Treibstoffpreise entkoppeln sich vom Rohölpreis

18.08.2026 • 11:43 Uhr
Treibstoffpreise entkoppeln sich vom Rohölpreis

Der Rückgang der Rohölpreise ist an den heimischen Tankstellen kaum zu spüren. Laut einer am Dienstag veröffentlichten Analyse der UniCredit Bank Austria haben sich die Kraftstoffpreise zunehmend von den Rohölpreisen entkoppelt. Der Grund für die anhaltend hohen Spritpreise sind begrenzte Raffineriekapazitäten, die den energiebedingten Inflationsdruck hoch halten.

Nach Ansicht der Ökonomen der Bank hat sich der Versorgungsengpass vom Rohöl auf die Raffineriekapazitäten verlagert. Die sogenannten Crack-Spreads – ein Maß für die Rentabilität des Raffineriesektors – stiegen kürzlich auf den höchsten Stand seit der Energiekrise von 2022. Die Spannungen auf den globalen Märkten sind auf Produktionsausfälle und Kapazitätsengpässe an wichtigen Standorten im Nahen Osten sowie in Russland zurückzuführen, wo der Betrieb durch den Krieg beeinträchtigt wurde.

Rohölpreis seit Mai um ein Fünftel gefallen

Konkret ist der Rohölpreis seit seinem Höchststand Anfang Mai 2026 um mehr als 20 Prozent gefallen, von umgerechnet rund 95 auf knapp über 70 Euro pro Barrel. Die Diesel- und Benzinpreise sind dagegen deutlich weniger gesunken. In der ersten Augusthälfte kostete Diesel an österreichischen Tankstellen durchschnittlich 2,01 Euro pro Liter, während Superbenzin 1,78 Euro kostete. Nach Abzug von Mehrwertsteuer, Mineralölsteuer und CO2-Abgabe beliefen sich die Nettopreise auf rund 1,15 Euro für Diesel und 0,88 Euro für Benzin – ein Rückgang um nur 5 Prozent gegenüber den Höchstständen.

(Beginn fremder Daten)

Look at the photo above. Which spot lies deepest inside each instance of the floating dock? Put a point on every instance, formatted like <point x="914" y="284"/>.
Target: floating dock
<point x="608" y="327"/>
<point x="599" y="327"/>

Kraftstoffe bleiben somit ein wichtiger Inflationsfaktor. Obwohl Energieprodukte nur etwa 8,2 Prozent des inländischen Warenkorbes ausmachen, sind sie seit Beginn des Iran-Konflikts für etwa ein Fünftel der Inflation verantwortlich. Vorläufigen Schätzungen zufolge sank die Inflationsrate im Juli auf 2,7 Prozent, doch der Rückgang fiel aufgrund der Kraftstoffpreise verhalten aus. Laut dem Bank-Austria-Ökonomen Walter Pudschedl hätten die Kraftstoffpreise im Juli ohne die gestiegenen Raffineriemargen um etwa 10 Cent pro Liter niedriger ausfallen können, was die Gesamtinflation um mehr als 0,2 Prozentpunkte gesenkt hätte. Der Preisdruck wurde zudem durch die schrittweise Abschaffung der staatlichen Benzinpreisbremse von 5 Cent im April auf derzeit 0,8 Cent pro Liter verschärft.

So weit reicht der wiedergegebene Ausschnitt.